Den jährlichen Nutzungswert hat der Gutachterausschuss mit 4.004,34 € veranschlagt. Wie der Kläger in dem nicht nachgelassenen Schriftsatz vom 20.3.20217 erläutert hat, ergeben sich die unterschiedlichen Kapitalisierungswerte von 54.677,– € einerseits und 41.075,– € andererseits daraus, dass auf den Nutzungswert einerseits der Vervielfältiger 12,413 (Bewertung nach dem BauGB) und andererseits der Vervielfältiger 9.325 angewendet wird. Letzteres ist der Vervielfältiger, der nach Anl. 9 zu § 14 BewG für die zum Stichtag am 22.6.2008 neunundsechzigjährige Mutter des Beklagten galt.

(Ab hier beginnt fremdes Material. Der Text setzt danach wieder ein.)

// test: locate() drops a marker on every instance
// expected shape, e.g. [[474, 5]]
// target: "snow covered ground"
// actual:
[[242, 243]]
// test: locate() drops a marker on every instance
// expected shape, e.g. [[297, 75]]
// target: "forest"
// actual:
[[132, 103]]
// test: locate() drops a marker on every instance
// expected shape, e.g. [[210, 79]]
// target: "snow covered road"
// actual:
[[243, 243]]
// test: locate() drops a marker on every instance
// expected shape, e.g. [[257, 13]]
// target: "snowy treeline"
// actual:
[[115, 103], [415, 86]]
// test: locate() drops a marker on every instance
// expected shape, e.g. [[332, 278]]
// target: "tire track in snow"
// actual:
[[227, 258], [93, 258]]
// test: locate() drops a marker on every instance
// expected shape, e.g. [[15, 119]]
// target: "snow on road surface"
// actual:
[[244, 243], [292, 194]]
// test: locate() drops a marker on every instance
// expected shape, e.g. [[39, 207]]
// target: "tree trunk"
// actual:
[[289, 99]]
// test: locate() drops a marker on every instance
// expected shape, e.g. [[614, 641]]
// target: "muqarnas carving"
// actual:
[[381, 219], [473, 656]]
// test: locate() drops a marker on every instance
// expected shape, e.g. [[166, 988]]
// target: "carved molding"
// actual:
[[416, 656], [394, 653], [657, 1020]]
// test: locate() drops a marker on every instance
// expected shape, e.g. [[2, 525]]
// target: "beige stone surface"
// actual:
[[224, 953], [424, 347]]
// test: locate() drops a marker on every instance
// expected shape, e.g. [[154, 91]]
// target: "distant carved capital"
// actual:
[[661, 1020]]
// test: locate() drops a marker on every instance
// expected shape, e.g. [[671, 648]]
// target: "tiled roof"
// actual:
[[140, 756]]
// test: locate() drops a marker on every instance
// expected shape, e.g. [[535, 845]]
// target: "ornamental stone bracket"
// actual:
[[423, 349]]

Zu diesem Stichtag war die Anl. 9 zu § 14 BewG noch in Kraft und es stand auch nicht fest, dass sich der Zinssatz langfristig auf ein Niveau sinken würde, das unter dem des dieser Anlage zugrundliegenden Zinssatzes von 5,5 % liegt. Der Senat bewertet den Nießbrauch daher in Einklang mit der herrschenden Meinung in Rechtsprechung und Literatur und in Anwendung des ihm zustehenden Schätzungsermessens auf der Grundlage der Anl. 9 zu § 14 BewG mit 41.075,– €.

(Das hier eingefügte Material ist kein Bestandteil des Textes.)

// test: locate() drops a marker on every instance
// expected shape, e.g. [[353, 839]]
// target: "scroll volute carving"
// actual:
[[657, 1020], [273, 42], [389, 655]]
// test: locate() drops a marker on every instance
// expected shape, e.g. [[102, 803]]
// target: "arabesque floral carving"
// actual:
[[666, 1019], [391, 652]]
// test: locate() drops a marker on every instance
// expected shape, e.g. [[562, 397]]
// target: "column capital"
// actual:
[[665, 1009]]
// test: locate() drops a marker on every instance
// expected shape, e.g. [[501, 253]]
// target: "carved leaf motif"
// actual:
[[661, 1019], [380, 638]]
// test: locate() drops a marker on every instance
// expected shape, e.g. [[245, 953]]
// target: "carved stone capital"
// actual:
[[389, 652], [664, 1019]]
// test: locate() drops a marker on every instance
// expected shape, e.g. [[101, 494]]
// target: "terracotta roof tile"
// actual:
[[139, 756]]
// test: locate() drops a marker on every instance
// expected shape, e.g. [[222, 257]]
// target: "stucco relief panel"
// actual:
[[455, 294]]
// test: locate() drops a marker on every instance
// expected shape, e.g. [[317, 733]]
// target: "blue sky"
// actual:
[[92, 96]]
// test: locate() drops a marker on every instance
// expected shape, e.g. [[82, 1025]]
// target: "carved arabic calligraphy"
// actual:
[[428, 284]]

4. Der Beklagte kann sich nicht auf einen Wegfall der Bereicherung berufen. Dem Landgericht ist darin zu folgen, dass der Beklagte nach § 819 Abs. 1 BGB bösgläubig war, da er schon im Zeitpunkt der Schenkung wusste, dass die Mutter auf finanzielle Hilfe wegen der zu erwartenden Heimunterbringung angewiesen war. Die Heimunterbringung erfolgte am 1.12.2008, also nur wenige Monate nach der Schenkung. Im Hinblick hierauf und auf den mit der Heimunterbringung bekanntermaßen verbundenen erheblichen Kostenaufwand ist der Einwand des Beklagten, er habe mit einer finanziellen Inanspruchnahme nicht rechnen müssen, offenkundig verfehlt.
5. Der in der Berufungsbegründung erhobene Einwand der eigenen Bedürftigkeit nach § 529 Abs. 2 BGB ist weder schlüssig dargetan noch unter Beweis gestellt. Der Beklagte wiederholt seinen Vortrag in der mündlichen Verhandlung beim Landgericht, dass er zu Zahlungen finanziell nicht in der Lage sei. Seit April 2015 sei er arbeitsunfähig erkrankt und es sei offen, ob er in den Beruf integriert werden könne. Dieses pauschale, zudem nicht unter Beweis gestellte Vorbringen genügt nicht zur Substantiierung der Voraussetzungen des § 529 Abs. 2 BGB, was zu Lasten des darlegungs- und beweispflichtigen Beklagten geht (dazu Münchener Kommentar/Koch § 529 Rdn. 4). Auch im weiteren Verlauf des Berufungsverfahrens hat der Beklagte die eigene Bedürftigkeit im Sinne des § 529 Abs. 2 BGB nicht hinreichend dargetan. Seine Angaben in der mündlichen Verhandlung belegen im Gegenteil seine Leistungsfähigkeit. Soweit der Beklagte mit nicht nachgelassenem Schriftsatz vom 18.1.2017 unter Vorlage einer unvollständigen Ablichtung eines Kreditvertrages angibt, der Kredit bei der U.-Bank belaufe sich auf 46.998,90 €, steht dies nicht in Einklang mit seiner Angabe in der mündlichen Verhandlung, es bestehe eine Restforderung der U. -Bank von 26.000,– €.
III. Die Kostenentscheidung folgt aus §§ 92, 97 Abs. 1 ZPO, der Ausspruch zur vorläufigen Vollstreckbarkeit aus §§ 708 Nr. 10, 711 ZPO.
Die Voraussetzungen für die Zulassung der Revison liegen nicht vor (§ 543 Abs. 2 Nr. 1 und 2 ZPO).